9. Nail polish remover

This is a good way to get the dye off of your hands. But if you use it on your face, be aware that nail polish remover is a major skin irritant. Try a small area with a cotton ball before proceeding to check for a reaction.

If you use this method you have to be quick. You shouldn't leave the product on your skin for more than a minute.

10 Liquid laundry detergent

Detergent can be some tough stuff so exercise cautiously. Look for a detergent that is specifically designed for lifting stains from fabrics. Also, steer clear of anything that has dyes and fragrances which will just cause more issues.

First apply a small amount of the detergent to your stained skin, using your fingers to rub it in and wait to see if you have a reaction. Then add warm water to the area in order to scrub it in. Do not over-scrub. Let the detergent soak into your skin for 30 minutes, then rinse.

11. Dish soap and baking soda

Mix equal parts liquid dish soap and baking soda. The soap will lift the stains from the skin, while the baking soda scrubs away the skin cells stained with dye revealing a new layer of skin underneath. (This can be a bit too harsh for sensitive skin.)

Apply the baking soda and detergent mixture to the dye-stained skin using a makeup remover pad, scrubbing the solution in a circular motion with gentle pressure. Finally, rinse with warm water.

12. Using gentle methods

Yes, this can take more time, but your goal is to deal as little damage to your skin as possible. “This is why you should try more aggressive methods only if petroleum jelly, makeup remover, or baby oil did not help,” says Goddard.

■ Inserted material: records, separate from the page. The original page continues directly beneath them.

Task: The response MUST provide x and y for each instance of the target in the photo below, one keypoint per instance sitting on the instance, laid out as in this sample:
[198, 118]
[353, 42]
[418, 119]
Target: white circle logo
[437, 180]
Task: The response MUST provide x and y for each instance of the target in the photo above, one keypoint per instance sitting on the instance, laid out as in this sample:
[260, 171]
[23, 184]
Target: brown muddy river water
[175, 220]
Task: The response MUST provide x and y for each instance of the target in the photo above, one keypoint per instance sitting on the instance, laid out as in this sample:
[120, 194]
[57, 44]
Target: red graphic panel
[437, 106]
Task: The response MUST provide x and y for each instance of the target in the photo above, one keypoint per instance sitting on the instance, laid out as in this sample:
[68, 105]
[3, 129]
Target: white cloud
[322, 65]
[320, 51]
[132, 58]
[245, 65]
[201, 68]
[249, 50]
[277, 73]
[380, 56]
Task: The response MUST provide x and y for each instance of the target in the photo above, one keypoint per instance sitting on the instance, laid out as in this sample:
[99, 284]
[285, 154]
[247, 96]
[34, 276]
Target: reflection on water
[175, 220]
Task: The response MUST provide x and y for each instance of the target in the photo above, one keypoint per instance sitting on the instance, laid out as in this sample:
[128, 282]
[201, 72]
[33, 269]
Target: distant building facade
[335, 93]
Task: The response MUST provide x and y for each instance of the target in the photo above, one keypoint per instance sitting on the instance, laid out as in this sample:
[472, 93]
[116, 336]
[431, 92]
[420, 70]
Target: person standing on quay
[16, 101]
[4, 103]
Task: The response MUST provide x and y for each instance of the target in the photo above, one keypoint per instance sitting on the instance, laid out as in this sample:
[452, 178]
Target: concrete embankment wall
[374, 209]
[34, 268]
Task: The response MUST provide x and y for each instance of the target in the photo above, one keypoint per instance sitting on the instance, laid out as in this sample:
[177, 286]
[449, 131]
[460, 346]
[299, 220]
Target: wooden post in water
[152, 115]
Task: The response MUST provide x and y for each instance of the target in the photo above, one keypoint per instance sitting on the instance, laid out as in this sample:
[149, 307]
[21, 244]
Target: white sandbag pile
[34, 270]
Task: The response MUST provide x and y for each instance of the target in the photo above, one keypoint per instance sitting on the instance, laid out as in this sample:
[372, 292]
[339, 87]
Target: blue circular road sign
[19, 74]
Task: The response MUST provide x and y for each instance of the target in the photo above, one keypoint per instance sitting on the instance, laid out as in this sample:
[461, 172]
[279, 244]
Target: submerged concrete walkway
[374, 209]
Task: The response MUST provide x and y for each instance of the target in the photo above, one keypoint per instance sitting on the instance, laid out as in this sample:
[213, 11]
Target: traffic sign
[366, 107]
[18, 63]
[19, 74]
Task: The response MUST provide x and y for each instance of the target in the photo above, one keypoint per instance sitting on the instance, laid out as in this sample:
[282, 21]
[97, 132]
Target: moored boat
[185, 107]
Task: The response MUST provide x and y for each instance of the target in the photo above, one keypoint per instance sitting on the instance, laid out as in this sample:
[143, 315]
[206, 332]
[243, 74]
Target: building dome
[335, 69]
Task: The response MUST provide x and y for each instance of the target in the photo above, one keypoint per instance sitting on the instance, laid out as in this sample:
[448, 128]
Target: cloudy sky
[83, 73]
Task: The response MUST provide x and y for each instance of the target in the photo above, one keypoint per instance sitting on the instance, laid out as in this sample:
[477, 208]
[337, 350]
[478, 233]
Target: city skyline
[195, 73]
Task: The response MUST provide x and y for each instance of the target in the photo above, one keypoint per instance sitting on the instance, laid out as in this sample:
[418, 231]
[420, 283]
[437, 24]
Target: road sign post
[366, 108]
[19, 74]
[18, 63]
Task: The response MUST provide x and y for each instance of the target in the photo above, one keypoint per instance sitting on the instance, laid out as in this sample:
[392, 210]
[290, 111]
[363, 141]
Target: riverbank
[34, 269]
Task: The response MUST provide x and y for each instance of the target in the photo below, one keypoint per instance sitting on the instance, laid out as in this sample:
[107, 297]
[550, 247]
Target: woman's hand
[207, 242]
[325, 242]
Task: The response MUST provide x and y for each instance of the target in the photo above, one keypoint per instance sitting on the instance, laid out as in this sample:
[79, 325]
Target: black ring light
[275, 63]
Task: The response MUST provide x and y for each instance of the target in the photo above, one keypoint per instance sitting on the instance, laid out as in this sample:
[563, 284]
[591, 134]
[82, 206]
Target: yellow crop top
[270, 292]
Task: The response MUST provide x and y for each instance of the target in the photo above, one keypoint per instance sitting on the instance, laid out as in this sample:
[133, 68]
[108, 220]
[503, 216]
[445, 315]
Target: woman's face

It's better to try another method or pause before using more aggressive methods. This will save your skin and will help you preserve its youth.

Adds Goddard, “Remember that you shouldn't make big efforts during the process of cleaning because your skin will not only get damaged chemically, but physically as well.”

13. Taking preventative measures

Use petroleum jelly, or a face or hand cream, to protect your skin from dye beforehand. Adds Goddard, “Washing them out with warm water is a much easier and much more pleasant procedure.”